I am, however a collector and in this respect, I do seem to have garnered some credibility.


So with this in mind and with no obligation or bias, I feel more than happy to say that Amis’ portraits of the desolate, broken and abandoned businesses that line the high streets of provincial towns in the corner of South East England, close to his home, form one of the most socially relevant photo books to have been released in recent years.



Released by his own publishing imprint, Photo Editions and with another stunning design by Tom Booth Woodger, Closed has as almost utilitarian feel to it, featuring simple heavy boards and spiral binding which gives it the feeling of an archival real estate document.

The layout is pared back and elegantly minimal. Each crisp monochrome image receives its own page and thanks to the layout and design can be viewed in its unrestricted entirety.

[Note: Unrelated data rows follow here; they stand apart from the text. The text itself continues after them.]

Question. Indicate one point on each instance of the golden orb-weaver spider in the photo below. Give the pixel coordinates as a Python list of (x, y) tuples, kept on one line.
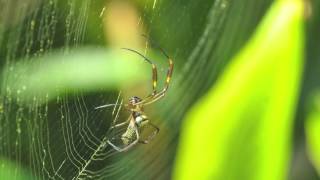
[(137, 118)]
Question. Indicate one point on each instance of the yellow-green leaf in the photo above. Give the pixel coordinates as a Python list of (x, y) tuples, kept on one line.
[(241, 129)]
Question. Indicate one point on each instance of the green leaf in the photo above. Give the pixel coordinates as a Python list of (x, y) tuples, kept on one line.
[(241, 129), (86, 69), (9, 170), (312, 126)]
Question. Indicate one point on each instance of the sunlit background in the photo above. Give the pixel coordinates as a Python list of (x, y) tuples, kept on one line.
[(243, 101)]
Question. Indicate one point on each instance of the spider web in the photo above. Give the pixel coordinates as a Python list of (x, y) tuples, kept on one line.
[(65, 138)]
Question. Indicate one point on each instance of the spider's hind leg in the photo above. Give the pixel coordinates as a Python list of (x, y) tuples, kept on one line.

This cancerous dissolution of our high streets and local shops, which undoubtedly started way back in the seventies and eighties with the appearance of out of town American style malls, which gathered all our favourite brands and eateries under one gloriously anonymous air conditioned umbrella of building, was then accelerated with the rise of the simplicity and ease of online shopping, and ultimately compounded by the effects of Brexit and eighteen months of Covid lockdowns.



As someone who works in central London, there is an ominous portent between the covers of Closed.


Whilst it is true that many of the hoardings and empty spaces are slowly returning to life within the capital, the shift in the way we now work means that there are palpable changes visible.


However, for better or worse, we are social beings and whilst it may suit many to work from home (after all the benefits are many) all will seem fine until, for example the jobs begin to disappear to people who can sit at home in more “cost effective” parts of the world, and public transport becomes unaffordable (and with reduced services) because only a fraction of people are using them, or restaurants and bars are forced to raise their prices to survive because all the lunchtime and midweek trade has evaporated.



Of course we will adapt, we have no choice. Many say that the pandemic merely hit a fast forward button and we have arrived at a destination that was preordained.


One thing is for sure is that as we gaze at Amis’ beautifully captured photographs of our economy’s fallen soldiers, much of what we are looking at is the result of the consumer’s choice and the inevitable march of “progress”.



I guess we should be careful what we wish for.



Closed by Martin Amis is published by Photo Editions in an edition of 600 copies.

There is also a special edition of 50 signed slipcased copies with an original print.